Most people consider diabetes complications that deal with cardiovascular problems, nerve damage, kidney problems, and blindness. Diabetes could also affect your bones. Did you know that? Scientists are not sure why patients with Type 1 diabetes have a poorer bone mineral density than people without diabetes.
Bone Damage with Diabetes
That means that those who suffer from diabetes are at a greater risk of damage to bones such as breaks and fractures. Hip fractures come into view in patients with diabetes at double the rate of people without the disease. For woman, the risk goes even higher. Women are more inclined to develop osteoporosis but the risk is even higher if she has diabetes.
Doctors admit that they are unsure if the disease itself is responsible for poor bone density. The lack of control over the disease may also be the problem. Is the bone density is changed by controlling diabetes? This is the topic now researchers are studying on a test group of women in what they will hope will help them.
Vitamin-D test for Building Stronger Bones
They hope to determine if there is a disparity in those women who take care of their diabetes and those who are not in control. They will also be testing for levels of Vitamin D, which is also significant in building strong bones. They want to detect if diabetes has any control over Vitamin D, or Vitamin D any control over the diabetes.
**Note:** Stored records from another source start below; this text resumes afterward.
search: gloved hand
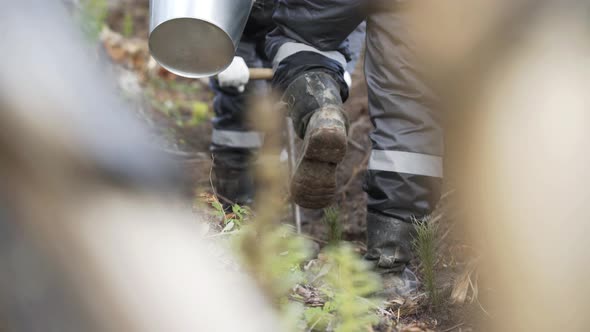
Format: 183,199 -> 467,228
344,71 -> 352,89
217,56 -> 250,92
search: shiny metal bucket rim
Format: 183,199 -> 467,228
148,16 -> 235,78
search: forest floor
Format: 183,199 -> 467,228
100,0 -> 487,332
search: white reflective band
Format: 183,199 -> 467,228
272,43 -> 346,70
211,129 -> 264,149
369,150 -> 443,178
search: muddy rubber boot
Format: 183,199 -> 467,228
365,212 -> 419,297
282,72 -> 348,209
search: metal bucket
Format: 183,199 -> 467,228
149,0 -> 254,78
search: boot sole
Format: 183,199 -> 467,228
291,124 -> 347,209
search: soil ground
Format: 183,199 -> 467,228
101,0 -> 486,332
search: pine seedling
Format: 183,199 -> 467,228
412,219 -> 442,309
325,244 -> 380,332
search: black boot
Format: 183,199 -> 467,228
365,212 -> 418,296
212,154 -> 255,211
282,72 -> 348,209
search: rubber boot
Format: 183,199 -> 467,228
282,72 -> 348,209
212,155 -> 255,211
365,212 -> 419,297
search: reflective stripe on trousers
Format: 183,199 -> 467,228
368,150 -> 443,178
211,129 -> 264,149
272,42 -> 347,69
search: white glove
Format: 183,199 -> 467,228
344,71 -> 352,89
217,56 -> 250,92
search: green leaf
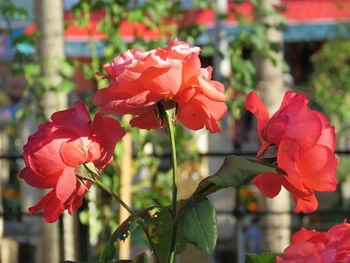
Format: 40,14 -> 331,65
133,253 -> 148,263
193,155 -> 276,196
179,197 -> 218,253
147,208 -> 172,262
100,216 -> 137,263
245,253 -> 283,263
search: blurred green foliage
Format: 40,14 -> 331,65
311,38 -> 350,135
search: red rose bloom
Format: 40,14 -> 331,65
93,39 -> 227,132
19,102 -> 125,222
245,91 -> 338,213
276,223 -> 350,263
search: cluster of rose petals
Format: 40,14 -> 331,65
20,102 -> 125,222
245,91 -> 338,213
93,39 -> 227,132
276,222 -> 350,263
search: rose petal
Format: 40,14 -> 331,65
60,139 -> 88,167
296,144 -> 338,191
56,167 -> 77,203
130,111 -> 166,129
19,167 -> 60,189
252,172 -> 283,198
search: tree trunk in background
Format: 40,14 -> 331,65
256,0 -> 291,252
34,0 -> 70,263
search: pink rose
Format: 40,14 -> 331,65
276,223 -> 350,263
93,39 -> 227,132
19,102 -> 125,222
245,91 -> 338,213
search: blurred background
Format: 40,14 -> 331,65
0,0 -> 350,263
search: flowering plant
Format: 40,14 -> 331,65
20,39 -> 340,263
276,222 -> 350,263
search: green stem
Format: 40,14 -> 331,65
165,108 -> 178,263
94,176 -> 161,263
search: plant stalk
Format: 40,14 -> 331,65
94,176 -> 161,263
165,107 -> 178,263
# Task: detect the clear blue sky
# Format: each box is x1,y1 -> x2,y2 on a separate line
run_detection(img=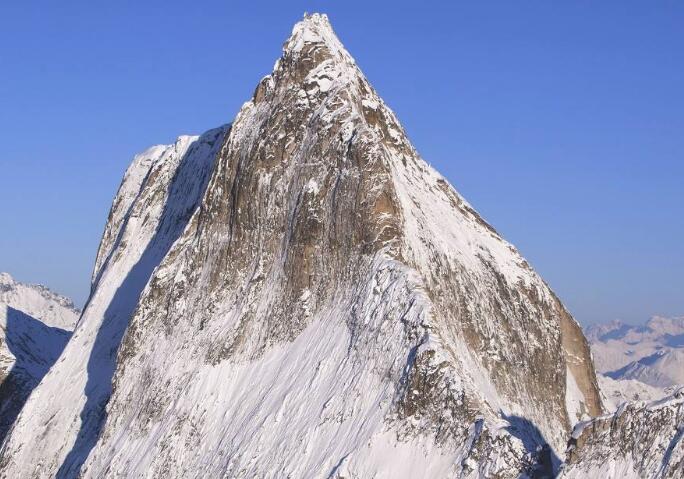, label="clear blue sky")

IGF-1 or Insulin like Growth Factor
IGF-1 or insulin like growth factor is another substance that studies will also look at. It has related qualities to insulin and stimulates cells to grow and divide. IGF-1 has special characteristics that affect different cells all through the body. It affects cells in organs, skin, nerves, cartilage, and bone. It is obvious from this that the more IGF-1 a body has, the higher the bone density is.
It was revealed that people with diabetes have low levels of this substance, and lower bone density. Once the researchers know what the link is between diabetes and bone density, they can come up with prevention or a treatment for bone density problems.
Sources for Calcium
If you are already aware that you are a diabetic then, how can you help take care of your bones? You can help improve bone density by consuming dairy products, preferably those that are low in fat. Cheese products, even ice cream are a good resource of calcium and will help make stronger your bones.
Sources of Vitamin-D
Sun is the originator of Vitamin D. It’s significant to get sunshine and the Vitamin D you require from it. If you protect your skin while out in the sun, you can safely get the vitamin you require. Vitamin D is also found in Orange juices and other products.
Some Useful Tips
Look after your bones, watch out for objects you might trip over, and wear good shoes while walking. If you are a diabetic, it is particularly important to take care of your feet and legs. Wear the defensive coverings are recommended for you, when you are biking or anything else that may cause a fall.